Parents don't want to be accused of having a little rat bastard. It will reflect badly on the parent so the parent whales the hell out of the kid to be obedient. 

Glen, when I first saw the term 'rugrat' I thought it was one word.

I pronounced it 'roo grat' and didn't know what it meant.


Welcome to Nexus, Teresa. A too-short reply to your opening question is YES!

About your "Hitting a woman is now considered assault."

Among my mom's relatives, hitting a woman was considered assault when I was a child.

That was in the late 1930s. I was at a picnic with some of her relatives and heard one of them say, "If he hits me one time, there won't be a second time."

My mom must have passed that message along to my dad. When my younger brother or I talked back to him, he used a leather belt to silence us. When my older sister talked back to him, noisily and at considerable length, he did not silence her.

Doubt there is much connection between hitting kids and the Christian belief of this, that, and the other.  Parents just lose their shit and don't have proper communication skills because their parents probably did the same shit to them.

I worked  with a guy who used to hit his grandchildren to teach them a lesson.

When I asked him if he was able to teach them through language he fell back to  a  religious verse. "Spare The Rod Spoil the Child."

My attempts to tell him that he should spare the rod and spoil was met with resistance. 

There was some banter about the meaning of the term "Child Rearing"

Does the Christian concept of man as a fallen creature influence our childrearing practices?

One doesn't have to succumb to that or any other religious text, or doctrine  as a basis for raising children or sense of morality and kindness.

Hell, beating children as a means of discipline has long since been formalized by fundamentalist Christianity.  For proof, I refer you to: To Train Up a Child, by Michael and Debi Pearl.  This husband-and-wife team have essentially distilled the teachings of the bible regarding the correction of children's behavior ... and the number of children who have been injured or died as a direct result of this misbegotten tome are truly frightening.

I see the primary problem as not so much religious belief, but education and communication.

With better education, people learn to communicate better and that appears to reduce violence between adults and children.

When I was little, children were meant to be only seen and not heard, so there was a barrier in communication instituted by culture between parents and children.

When children spoke out, they often received punishment.

With a better educated community, parents communicate better with their children, which reduces and resolves conflicts, which drastically reduces violence between them.

I'm sorry to admit that I spanked our kids.  But it was beginning over 50 years ago; now I would hope is a different time.

Our four children had a total of seven children of their own.  The first daughter had only cats.  The second, a son, spanked his daughters early and often.  He also was a new-earth creationist born-again Christian.  Fits, huh?
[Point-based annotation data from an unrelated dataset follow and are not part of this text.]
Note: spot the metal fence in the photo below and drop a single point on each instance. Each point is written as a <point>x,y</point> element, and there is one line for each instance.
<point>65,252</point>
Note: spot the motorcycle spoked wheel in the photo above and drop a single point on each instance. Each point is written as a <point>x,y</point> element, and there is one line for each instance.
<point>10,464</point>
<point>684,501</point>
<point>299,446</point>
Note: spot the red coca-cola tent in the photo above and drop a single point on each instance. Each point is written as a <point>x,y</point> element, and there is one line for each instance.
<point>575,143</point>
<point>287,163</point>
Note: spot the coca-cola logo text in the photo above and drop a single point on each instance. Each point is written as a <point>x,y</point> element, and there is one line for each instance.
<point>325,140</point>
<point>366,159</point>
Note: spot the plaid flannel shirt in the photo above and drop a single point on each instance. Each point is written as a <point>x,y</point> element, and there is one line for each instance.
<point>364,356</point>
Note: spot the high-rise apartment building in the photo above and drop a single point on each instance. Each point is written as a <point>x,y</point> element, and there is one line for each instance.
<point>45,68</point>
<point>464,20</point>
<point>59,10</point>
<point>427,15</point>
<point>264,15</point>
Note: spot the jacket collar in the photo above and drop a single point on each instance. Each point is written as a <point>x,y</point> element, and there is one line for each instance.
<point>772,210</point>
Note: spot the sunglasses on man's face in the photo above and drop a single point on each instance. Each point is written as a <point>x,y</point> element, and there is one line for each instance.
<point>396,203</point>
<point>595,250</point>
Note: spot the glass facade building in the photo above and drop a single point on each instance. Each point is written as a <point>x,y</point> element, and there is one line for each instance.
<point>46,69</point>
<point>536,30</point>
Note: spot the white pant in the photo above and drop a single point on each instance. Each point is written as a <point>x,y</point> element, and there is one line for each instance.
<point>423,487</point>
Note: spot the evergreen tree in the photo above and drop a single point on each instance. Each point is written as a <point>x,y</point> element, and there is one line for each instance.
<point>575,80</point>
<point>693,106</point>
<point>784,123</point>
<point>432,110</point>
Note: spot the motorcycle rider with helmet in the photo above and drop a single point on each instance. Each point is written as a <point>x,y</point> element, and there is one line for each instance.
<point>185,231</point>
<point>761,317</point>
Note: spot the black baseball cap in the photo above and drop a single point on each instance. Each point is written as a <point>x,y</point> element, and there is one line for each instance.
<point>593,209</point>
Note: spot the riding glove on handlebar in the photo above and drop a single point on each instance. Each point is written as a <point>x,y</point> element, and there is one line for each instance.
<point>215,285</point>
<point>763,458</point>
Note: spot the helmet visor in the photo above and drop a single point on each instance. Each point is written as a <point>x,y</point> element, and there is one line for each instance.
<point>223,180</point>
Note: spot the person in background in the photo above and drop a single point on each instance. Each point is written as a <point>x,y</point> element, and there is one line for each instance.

The third had two families; a son at 18 and a son and daughter in her 30s.  I can't say definitively, but I doubt that she spanked even the first.  If she or her then-husband did, it was probably rare.  

Our final child is still raising his two.  He, I'm pretty sure, never spanked and yelled very rarely if at all.  Oh.  He's our only non-theist.  And his two kids are great.

Spanked or not, all our adult grandkids love and respect their parents.  

I'd say that here in fairly blue state New Mexico spanking is largely restricted to the southeast portion of the state, Little Dixie.  The same section that sends our only Republican to Congress.

Your premise that more religion equals more violent child-rearing is probably supported.

It isn't Shame.

The termonology if, which is rarely admitted  is "I'm not proud of it."

Ask Roy More and his supportors what thay think.

Complacency may not be in the vocabulary.